Ce: CHP nerede
[ Serbest kursu ] Makale yazari: Vaner Alkaç Tarih, gün ve saat : 20. Aralik 2000 11:37:35:
Su yaziya cevaben: Ce: CHP nerede makale yazari: Mendüh Haci Tarih, gün ve saat : 20. Aralik 2000 01:14:32:
Sayın Hacı
Zamansız bir tartışmayı açmaya çalışıyorsunuz.
CHP nerede sorusunu Baykalın yanıtına uygun bir biçimde cevaplamak CHP nin ne toplumsal dimanizmi nede öncülüğünü yakalayacak politik bilinçten ve önderlikten yoksun olmasının nedenini göstermektedir.
Ölüm oruçları 60 gün veya daha öncesinden başladı.
Eğer CHP kendini halk saflarında görüyorsa bu boyutlara gelmeden toplumsal dimaniği kavramayı önüne koymuş bir politik parti gibi zamanında niye öne fırlayarak gelişmelerin seyrini etkilemeye çalışmadı?
Açlık grevleri tablonun bir parçasıdır.
DEvletin içindeki parçalanmanın saflarımızdaki yansımasıdır.
Açlık grevlerinin başladığı süreçte bir çok olay yaşandı.
CHP yine piyasda yoktu.
Eğer Baykal it iti kırıyor meydan bize kalır diye düşünüyorsa çok yanılıyor.
Eğer bu ülenin kendi dinamikleri toplumsal muhalefetteki öncülük boşluğunu dolduramaz ve kendi bağımsız tavrını geliştiremezse birileri mutlaka bunu yapar.
Ama bunun artık ne generaller nede onların yağcıları olmayacağı kesin.

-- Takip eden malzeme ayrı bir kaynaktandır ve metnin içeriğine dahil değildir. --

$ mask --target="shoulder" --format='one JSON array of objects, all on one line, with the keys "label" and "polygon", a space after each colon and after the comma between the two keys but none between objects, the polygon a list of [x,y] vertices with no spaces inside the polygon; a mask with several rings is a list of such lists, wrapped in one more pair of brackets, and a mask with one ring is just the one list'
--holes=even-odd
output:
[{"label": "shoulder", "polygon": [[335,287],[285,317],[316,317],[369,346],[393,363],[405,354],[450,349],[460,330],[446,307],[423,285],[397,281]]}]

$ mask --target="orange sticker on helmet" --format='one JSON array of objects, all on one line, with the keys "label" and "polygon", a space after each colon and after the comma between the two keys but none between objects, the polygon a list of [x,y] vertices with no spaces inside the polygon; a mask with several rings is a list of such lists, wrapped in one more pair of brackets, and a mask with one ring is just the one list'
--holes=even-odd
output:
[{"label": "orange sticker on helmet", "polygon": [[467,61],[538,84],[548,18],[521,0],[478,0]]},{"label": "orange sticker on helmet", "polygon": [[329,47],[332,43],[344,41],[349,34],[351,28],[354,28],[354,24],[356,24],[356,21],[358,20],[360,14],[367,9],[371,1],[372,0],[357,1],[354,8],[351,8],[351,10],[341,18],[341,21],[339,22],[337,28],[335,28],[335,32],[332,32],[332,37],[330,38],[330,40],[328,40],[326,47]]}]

Bu sefer darbeye kalkanlar Evren gibi köşelerinde rahat edemiyecekler.
Bu sefer karşılarına globalizmi almaya kalkacak babayiğit Yugoslavdan kötü olmayıda göze almalı.CHP devlet sadakatciliğini bırakmazsa yıkıntının altında o da kalacaktır hepimizle birlikte.
Eğer uluslar arası güçlerin proğramına Türkieli demokratik güçlerin taleplerini dayatabilecek bir politik öncülük yartılamazsa sivası maraşı seyrettikleri gibi seyredecekler. Parlemontodan uzaklaştırılmaları ile değil politikadan silinecekler.
Eğer CHP bir irade olamıyor da bir Dev-solun iradesi bu denli öne fırlayabiliyorsa neyin şikayetini eleştirisini yapıyorsunuz.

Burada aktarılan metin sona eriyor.